When many Li atoms are put together to form a solid, it is found that the loosely attached outer electrons leave their original atoms and wander freely throughout the metal. Their wave functions are well represented by standing plane waves in a box (let’s take a cube of metal, of side $L$ ). Each such plane wave state in the box can be represented by three numbers ${n}_{x},\text{\hspace{0.17em}}{n}_{y},\text{\hspace{0.17em}}{n}_{z}$ representing the number of nodes of the standing wave in the $x,y,z$ directions respectively. Extending slightly our analysis of an electron in a two-dimensional box, the energy of such a state will be $E=\frac{{\hslash}^{2}}{2m}\frac{{\pi}^{2}}{{L}^{2}}({n}_{x}^{2}+{n}_{y}^{2}+{n}_{z}^{2}).$ Thus if we imagine pouring electrons into an empty lattice of Li atoms each with one electron missing(not a physically realistic procedure!) two electrons (opposite spins) will go into each state, first $\left(0,\text{\hspace{0.17em}}0,\text{\hspace{0.17em}}0\right)$ then $\left(1,\text{\hspace{0.17em}}0,\text{\hspace{0.17em}}0\right)$ or equally $\left(0,\text{\hspace{0.17em}}1,\text{\hspace{0.17em}}0\right)$ etc., and from the form of the energy we can see that in $\left({n}_{x},\text{\hspace{0.17em}}{n}_{y},\text{\hspace{0.17em}}{n}_{z}\right)$ space, the electrons will fill up all the positive integer points within a sphere up to some maximum energy determined by how many electrons we put in.

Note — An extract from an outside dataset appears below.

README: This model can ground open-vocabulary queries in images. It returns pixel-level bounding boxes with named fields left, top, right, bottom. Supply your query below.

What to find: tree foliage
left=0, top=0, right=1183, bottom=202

Notice that since the $n$ ’s are all positive integers, the filled space is only the one-eighth of the sphere’s volume corresponding to ${n}_{x}\ge 0,\text{\hspace{0.17em}}\text{\hspace{0.17em}}{n}_{y}\ge 0,\text{\hspace{0.17em}}\text{\hspace{0.17em}}{n}_{z}\ge 0$ for the sphere centered at the origin. (The fraction having some quantum numbers zero is vanishingly small for macroscopic bodies, so the one-eighth is accurate).

Physicists sometimes formulate this filling of electron
states slightly differently, by imposing periodic boundary conditions on a
piece of metal, like replacing a finite line by a ring. This is not easy to do in three dimensions,
but is convenient to talk about. The
advantage is that instead of standing waves, all the electrons have definite
momenta. The allowed momenta form a grid
in “momentum space” a lot like the allowed integers in the standing waves
above. In fact it turns out that there are the same number of allowed momenta
up to a certain energy as there are allowed standing wave states. The difference is that in momentum space, if
momentum *k* is allowed, so is *−**k*,
and in the ground state momentum states are filled up to a spherical surface,
called the “Fermi Surface”$\u2014$an energy
equipotential at the “Fermi energy”.
Typical Fermi energies are of the order of electron volts. By spreading out through the metal in this
way the electrons attain an overall lower energy state than if each stayed with
its own atom. This is why the solid is
stable. On applying heat to the electrons, even 1000K is only 0.1eV, so only
those near the surface of the filled sphere are free to move, because of the
exclusion principle, the others are locked in. This means the heat capacity of
the electrons is much less than the ${\scriptscriptstyle \frac{3}{2}}{k}_{B}T$ per particle, as would be predicted
classically. This was another long
standing classical puzzle solved by the advent of quantum mechanics.